Artikel 2 Wijze Van Meten

2.1 Algemeen

Bij de toepassing van deze regels wordt als volgt gemeten c.q. gerekend:

2.2 Ondergeschikte bouwdelen

Bij toepassing van het bepaalde ten aanzien van het bouwen worden ondergeschikte bouwdelen zoals plinten, pilasters, kozijnen, gevelversieringen, ventilatiekanalen, schoorstenen, gevel- en kroonlijsten, luifels, erkers, balkons en overstekende daken buiten beschouwing gelaten, mits de overschrijding niet meer bedraagt dan 1,50 m.
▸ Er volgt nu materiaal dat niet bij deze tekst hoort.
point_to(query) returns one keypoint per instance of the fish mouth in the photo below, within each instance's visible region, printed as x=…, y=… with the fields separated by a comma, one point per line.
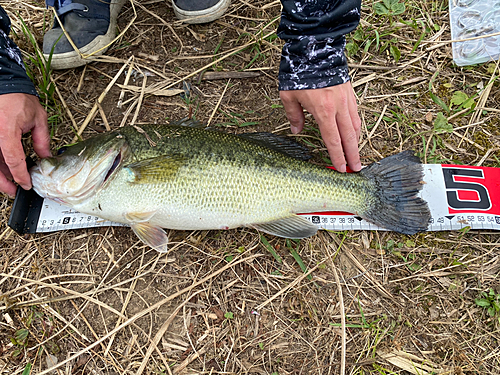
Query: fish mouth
x=89, y=178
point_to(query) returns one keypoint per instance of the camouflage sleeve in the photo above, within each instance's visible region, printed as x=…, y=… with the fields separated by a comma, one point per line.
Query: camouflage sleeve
x=314, y=34
x=13, y=77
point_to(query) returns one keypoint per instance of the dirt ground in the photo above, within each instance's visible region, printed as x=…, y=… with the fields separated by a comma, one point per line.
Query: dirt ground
x=97, y=301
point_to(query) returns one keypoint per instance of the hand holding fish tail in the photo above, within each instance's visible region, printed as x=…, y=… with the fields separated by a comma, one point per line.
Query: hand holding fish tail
x=19, y=114
x=335, y=110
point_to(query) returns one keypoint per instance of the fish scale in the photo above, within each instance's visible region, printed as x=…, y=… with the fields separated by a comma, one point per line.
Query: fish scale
x=182, y=177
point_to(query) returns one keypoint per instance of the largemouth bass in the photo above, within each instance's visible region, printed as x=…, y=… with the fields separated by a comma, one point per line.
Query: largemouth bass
x=181, y=177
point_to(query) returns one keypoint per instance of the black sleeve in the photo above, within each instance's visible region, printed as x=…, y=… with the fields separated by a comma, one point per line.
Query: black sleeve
x=314, y=34
x=13, y=77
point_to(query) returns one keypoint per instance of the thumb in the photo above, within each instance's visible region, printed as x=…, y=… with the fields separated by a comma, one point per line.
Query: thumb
x=40, y=135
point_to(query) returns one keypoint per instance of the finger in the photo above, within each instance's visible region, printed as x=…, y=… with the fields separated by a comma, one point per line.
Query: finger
x=14, y=158
x=331, y=137
x=349, y=140
x=7, y=187
x=293, y=110
x=41, y=137
x=3, y=168
x=353, y=112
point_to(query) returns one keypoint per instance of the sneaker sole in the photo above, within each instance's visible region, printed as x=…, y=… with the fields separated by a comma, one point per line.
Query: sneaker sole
x=74, y=59
x=202, y=16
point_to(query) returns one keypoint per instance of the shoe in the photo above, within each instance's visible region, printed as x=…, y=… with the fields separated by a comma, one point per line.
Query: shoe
x=91, y=24
x=200, y=11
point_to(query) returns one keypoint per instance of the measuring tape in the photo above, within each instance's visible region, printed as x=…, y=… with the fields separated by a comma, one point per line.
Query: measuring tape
x=458, y=197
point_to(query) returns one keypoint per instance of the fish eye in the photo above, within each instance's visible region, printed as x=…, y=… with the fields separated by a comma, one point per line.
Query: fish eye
x=61, y=150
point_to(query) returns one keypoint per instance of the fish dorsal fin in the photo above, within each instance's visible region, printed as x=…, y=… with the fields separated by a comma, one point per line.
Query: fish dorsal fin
x=139, y=217
x=289, y=227
x=156, y=169
x=285, y=145
x=152, y=235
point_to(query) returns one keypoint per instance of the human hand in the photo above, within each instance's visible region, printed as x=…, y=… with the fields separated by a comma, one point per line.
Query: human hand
x=20, y=113
x=336, y=113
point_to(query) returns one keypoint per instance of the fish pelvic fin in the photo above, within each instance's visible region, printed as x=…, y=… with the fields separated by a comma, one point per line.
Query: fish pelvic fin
x=289, y=227
x=161, y=168
x=398, y=179
x=152, y=235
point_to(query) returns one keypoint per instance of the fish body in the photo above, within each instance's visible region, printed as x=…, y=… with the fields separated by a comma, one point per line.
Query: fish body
x=181, y=177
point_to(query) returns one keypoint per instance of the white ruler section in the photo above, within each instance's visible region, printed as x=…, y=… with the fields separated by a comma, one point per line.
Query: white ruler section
x=458, y=197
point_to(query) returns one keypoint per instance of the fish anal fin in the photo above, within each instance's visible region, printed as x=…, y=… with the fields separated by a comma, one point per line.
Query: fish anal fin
x=161, y=168
x=152, y=235
x=289, y=227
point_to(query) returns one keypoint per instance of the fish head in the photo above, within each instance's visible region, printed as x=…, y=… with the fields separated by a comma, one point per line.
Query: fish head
x=80, y=170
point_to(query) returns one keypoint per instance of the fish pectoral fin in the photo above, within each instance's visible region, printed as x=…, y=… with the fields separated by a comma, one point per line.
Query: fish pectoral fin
x=289, y=227
x=152, y=235
x=161, y=168
x=139, y=217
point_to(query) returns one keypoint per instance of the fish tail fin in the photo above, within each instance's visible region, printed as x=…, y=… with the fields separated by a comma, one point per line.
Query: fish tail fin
x=398, y=179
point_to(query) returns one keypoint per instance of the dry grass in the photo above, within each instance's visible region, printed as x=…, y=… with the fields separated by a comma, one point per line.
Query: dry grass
x=98, y=302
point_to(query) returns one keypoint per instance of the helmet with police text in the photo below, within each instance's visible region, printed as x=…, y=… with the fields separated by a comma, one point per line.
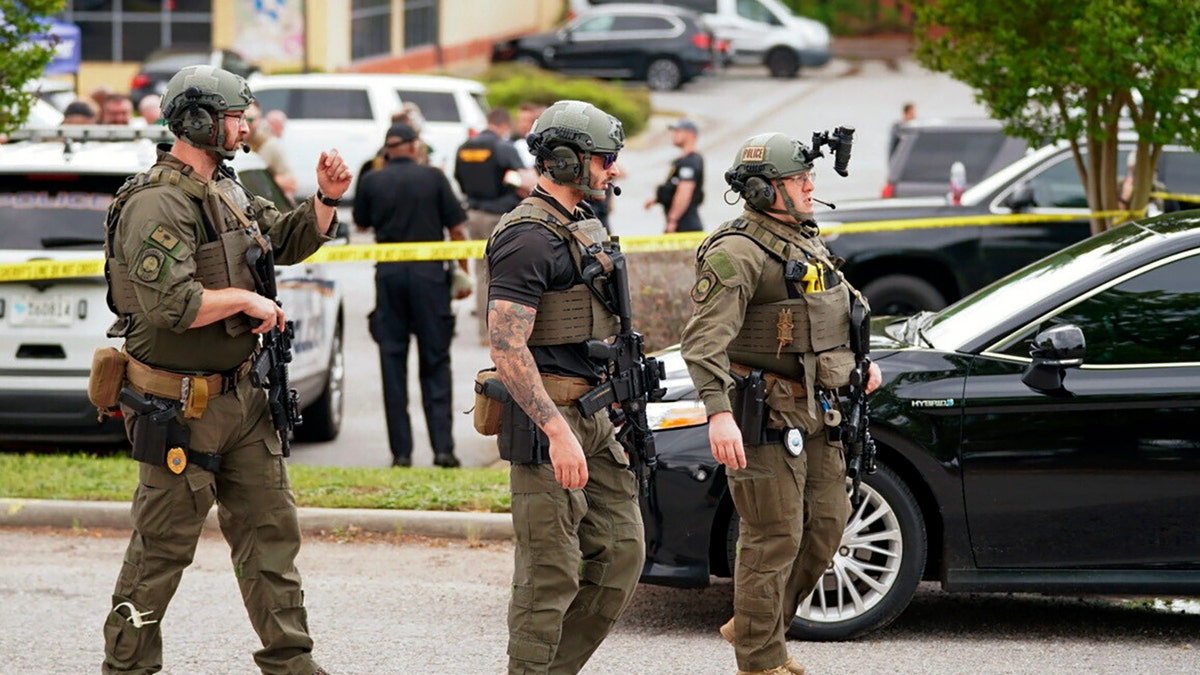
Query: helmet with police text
x=196, y=101
x=564, y=138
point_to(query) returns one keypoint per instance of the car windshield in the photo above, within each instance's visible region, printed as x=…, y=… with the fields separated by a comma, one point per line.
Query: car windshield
x=967, y=318
x=41, y=211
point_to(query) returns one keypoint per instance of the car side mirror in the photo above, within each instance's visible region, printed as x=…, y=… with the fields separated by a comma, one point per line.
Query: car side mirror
x=1020, y=198
x=1054, y=351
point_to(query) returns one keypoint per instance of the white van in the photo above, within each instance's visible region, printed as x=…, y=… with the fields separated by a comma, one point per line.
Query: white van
x=759, y=31
x=352, y=112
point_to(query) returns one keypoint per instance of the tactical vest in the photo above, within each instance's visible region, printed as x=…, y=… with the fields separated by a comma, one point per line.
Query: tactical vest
x=810, y=330
x=231, y=223
x=477, y=169
x=575, y=315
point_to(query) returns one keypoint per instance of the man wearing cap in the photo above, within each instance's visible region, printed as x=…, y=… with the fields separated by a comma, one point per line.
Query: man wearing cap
x=684, y=189
x=406, y=201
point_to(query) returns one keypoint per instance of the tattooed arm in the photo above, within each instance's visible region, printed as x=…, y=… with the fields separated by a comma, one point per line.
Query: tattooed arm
x=509, y=326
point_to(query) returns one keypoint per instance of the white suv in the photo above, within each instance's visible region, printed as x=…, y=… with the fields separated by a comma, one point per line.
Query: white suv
x=53, y=202
x=353, y=112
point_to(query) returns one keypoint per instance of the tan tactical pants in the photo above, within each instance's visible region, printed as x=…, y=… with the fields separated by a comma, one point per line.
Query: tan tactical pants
x=480, y=226
x=793, y=512
x=579, y=554
x=258, y=519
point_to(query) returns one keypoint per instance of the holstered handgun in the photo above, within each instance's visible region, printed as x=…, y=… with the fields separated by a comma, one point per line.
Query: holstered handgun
x=750, y=406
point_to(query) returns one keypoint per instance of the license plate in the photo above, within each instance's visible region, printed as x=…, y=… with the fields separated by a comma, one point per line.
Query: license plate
x=43, y=311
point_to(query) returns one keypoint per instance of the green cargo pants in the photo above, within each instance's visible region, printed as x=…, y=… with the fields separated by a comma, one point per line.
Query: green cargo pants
x=258, y=519
x=579, y=554
x=793, y=512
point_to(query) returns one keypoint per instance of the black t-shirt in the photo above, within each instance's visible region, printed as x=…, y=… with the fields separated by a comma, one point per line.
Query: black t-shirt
x=407, y=202
x=526, y=261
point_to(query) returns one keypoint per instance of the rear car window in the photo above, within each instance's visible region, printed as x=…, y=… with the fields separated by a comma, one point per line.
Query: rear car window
x=931, y=155
x=55, y=211
x=317, y=103
x=436, y=106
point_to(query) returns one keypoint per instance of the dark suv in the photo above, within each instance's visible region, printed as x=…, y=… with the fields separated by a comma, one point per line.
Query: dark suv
x=947, y=250
x=664, y=46
x=925, y=150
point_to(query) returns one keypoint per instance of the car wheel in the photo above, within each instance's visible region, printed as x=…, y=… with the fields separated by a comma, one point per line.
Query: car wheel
x=323, y=418
x=783, y=63
x=898, y=294
x=664, y=75
x=875, y=572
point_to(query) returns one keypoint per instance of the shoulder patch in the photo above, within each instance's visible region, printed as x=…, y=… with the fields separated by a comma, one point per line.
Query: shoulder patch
x=723, y=266
x=163, y=238
x=150, y=266
x=705, y=287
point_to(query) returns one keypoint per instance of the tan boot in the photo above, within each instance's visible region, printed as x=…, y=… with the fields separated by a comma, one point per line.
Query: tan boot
x=791, y=668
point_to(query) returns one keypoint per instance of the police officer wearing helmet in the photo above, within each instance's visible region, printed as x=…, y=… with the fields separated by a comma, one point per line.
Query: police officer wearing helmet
x=772, y=310
x=579, y=530
x=179, y=243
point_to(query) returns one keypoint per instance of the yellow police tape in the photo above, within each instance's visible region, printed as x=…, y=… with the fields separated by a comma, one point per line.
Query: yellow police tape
x=420, y=251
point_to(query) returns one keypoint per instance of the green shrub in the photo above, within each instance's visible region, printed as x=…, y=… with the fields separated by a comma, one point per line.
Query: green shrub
x=511, y=84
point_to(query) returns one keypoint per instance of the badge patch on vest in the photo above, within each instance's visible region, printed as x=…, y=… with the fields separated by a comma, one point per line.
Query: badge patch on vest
x=705, y=287
x=165, y=239
x=150, y=264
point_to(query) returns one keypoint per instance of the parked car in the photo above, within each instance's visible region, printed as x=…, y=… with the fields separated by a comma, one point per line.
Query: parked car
x=759, y=31
x=353, y=112
x=1037, y=436
x=925, y=268
x=925, y=150
x=52, y=207
x=664, y=46
x=161, y=65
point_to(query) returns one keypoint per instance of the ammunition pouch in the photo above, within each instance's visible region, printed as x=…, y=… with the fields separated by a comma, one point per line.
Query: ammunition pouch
x=106, y=380
x=750, y=406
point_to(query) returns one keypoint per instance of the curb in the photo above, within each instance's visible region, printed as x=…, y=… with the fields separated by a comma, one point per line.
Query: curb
x=444, y=524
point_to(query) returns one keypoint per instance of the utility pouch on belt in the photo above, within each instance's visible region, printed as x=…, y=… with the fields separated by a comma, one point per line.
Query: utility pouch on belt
x=750, y=406
x=490, y=398
x=106, y=380
x=157, y=430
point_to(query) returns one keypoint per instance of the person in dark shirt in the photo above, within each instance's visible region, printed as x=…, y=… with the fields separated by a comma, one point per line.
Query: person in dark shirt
x=406, y=201
x=684, y=189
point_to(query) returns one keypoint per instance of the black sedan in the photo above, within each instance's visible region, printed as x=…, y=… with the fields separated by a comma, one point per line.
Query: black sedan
x=664, y=46
x=933, y=251
x=1038, y=436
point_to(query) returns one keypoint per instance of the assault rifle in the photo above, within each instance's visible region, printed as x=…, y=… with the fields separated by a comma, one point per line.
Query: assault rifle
x=634, y=377
x=270, y=369
x=857, y=431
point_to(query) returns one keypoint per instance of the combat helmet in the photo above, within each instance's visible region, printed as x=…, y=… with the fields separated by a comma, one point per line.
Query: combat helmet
x=196, y=101
x=564, y=138
x=760, y=163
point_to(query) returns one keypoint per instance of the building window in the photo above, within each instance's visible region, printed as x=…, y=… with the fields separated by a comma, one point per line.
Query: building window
x=420, y=23
x=370, y=28
x=127, y=30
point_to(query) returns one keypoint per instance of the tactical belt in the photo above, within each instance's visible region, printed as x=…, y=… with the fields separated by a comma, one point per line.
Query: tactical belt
x=773, y=381
x=564, y=390
x=192, y=390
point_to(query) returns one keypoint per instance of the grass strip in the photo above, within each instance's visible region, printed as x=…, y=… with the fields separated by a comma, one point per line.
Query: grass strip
x=113, y=478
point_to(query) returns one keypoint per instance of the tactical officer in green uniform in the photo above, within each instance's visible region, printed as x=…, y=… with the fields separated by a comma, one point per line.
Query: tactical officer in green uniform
x=179, y=243
x=579, y=530
x=772, y=326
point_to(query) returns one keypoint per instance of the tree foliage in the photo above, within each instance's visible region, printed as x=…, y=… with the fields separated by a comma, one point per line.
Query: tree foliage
x=21, y=59
x=1077, y=71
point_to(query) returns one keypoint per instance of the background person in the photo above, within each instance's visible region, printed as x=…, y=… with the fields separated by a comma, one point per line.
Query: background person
x=198, y=336
x=787, y=479
x=406, y=201
x=487, y=169
x=579, y=530
x=684, y=189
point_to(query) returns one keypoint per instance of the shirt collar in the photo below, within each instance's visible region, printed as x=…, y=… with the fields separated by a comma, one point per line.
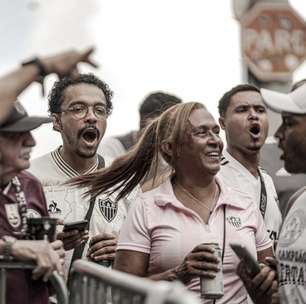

2.3 Verwijzing naar andere wettelijke regelingen

Waar in dit plan wordt verwezen naar andere wettelijke regelingen, wordt geduid op de regelingen zoals die luidden op het tijdstip van de ter-inzagelegging van het ontwerp van het bestemmingsplan.

Hoofdstuk 2 Bestemmingsregels

Artikel 3 Agrarisch

3.1 Bestemmingsomschrijving

De voor 'Agrarisch' aangewezen gronden zijn bestemd voor:

  1. a. agrarische doeleinden, in de vorm van agrarische bodemexploitatie met bijbehorende voorzieningen;
  2. b. behoud van (onverharde) paden en wegen;
  3. c. water en waterhuishoudkundige voorzieningen;
  4. d. extensief recreatief medegebruik.

3.2 Bouwregels

Op gronden binnen deze bestemming is het bouwen van gebouwen niet toegestaan.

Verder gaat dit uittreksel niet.